Yayoi Kusama, may not be as established in the art pantheon as earlier artist biography subjects Vincent, Pablo and Rembrandt, but she’s a phenomenon with a massive social media following, and queues round the block for her multimedia exhibitions. 

Thai/Italian Elisa Macellari’s biographical Papaya Salad explored her roots across East and West, making Kusama an inspired choice for a follow-up. Yayoi Kusama, a one-woman cultural exchange, arrived in America the decade after war with her native Japan. Macellari captures young Yayoi, as a bohemian hipster hustler, with the chutzpah to win her place in New York City’s white male art scene. 

The book’s poignant and powerful opening, introduces the mental health issues that defined Kusama’s life, and drove her work. Macellari has Yayoi, and the reader, so immersed in a sea of lavender, and folkloric musings, that when the massed blossoms address her, it seems perfectly natural. Yayoi’s stream of consciousness drifting through Japanese games and stories (a crane carrying a turtle aloft) neatly foreshadow her duality of soaring artistic ambition constrained by poor mental health. Her dawning awareness of something wrong, is mirrored in ever-so-gently disorienting visuals. It’s an ambitious scene, elegantly realised. Macelleri weaves the mental health element through Kusama’s story and artwork, towards a transcendent, and satisfyingly symmetrical conclusion. 

Macelleri gives equal attention to external events: the rigid traditions of Japan; New York, as dream and impoverished reality; gatecrashing the Venice Biennale; and, most beautifully, her platonic romance with complementary misfit Joseph Cornell. Each scene is vividly brought to life with narrative and visual details such as prising up her futon to hide her art from her disapproving mother. She sews Yen notes into the hems of her kimonos, burns her drawings before leaving for America, and survives there on scavenged fish-heads.
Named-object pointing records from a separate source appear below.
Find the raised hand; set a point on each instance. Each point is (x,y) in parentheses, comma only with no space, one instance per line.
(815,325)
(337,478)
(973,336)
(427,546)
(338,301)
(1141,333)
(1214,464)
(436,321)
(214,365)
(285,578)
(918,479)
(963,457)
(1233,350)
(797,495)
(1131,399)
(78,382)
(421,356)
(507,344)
Macellari’s clean lines and flat colours evoke the Japanese ukiyo-e woodcuts exemplified by Hokusai’s iconic wave. It’s most explicit in the swaying rivers and supple trees of her rural upbringing, and the moment she finds her father in flagrante. A rendering as historic erotica creates both disorientation, and distance. Urban landscapes are similarly convincing, and famous faces like Warhol and Dalí, unmistakable. An elegant sequence compares and contrasts the settings of Kusama in lush Japan and her inspiration Georgia O’Keeffe in arid New Mexico. Macellari deftly uses scale, page-design, spreads and bleeds to pull us into Kusama’s subjectivity. The restricted palette, and its creative remixing, makes every turn of the page a fresh delight.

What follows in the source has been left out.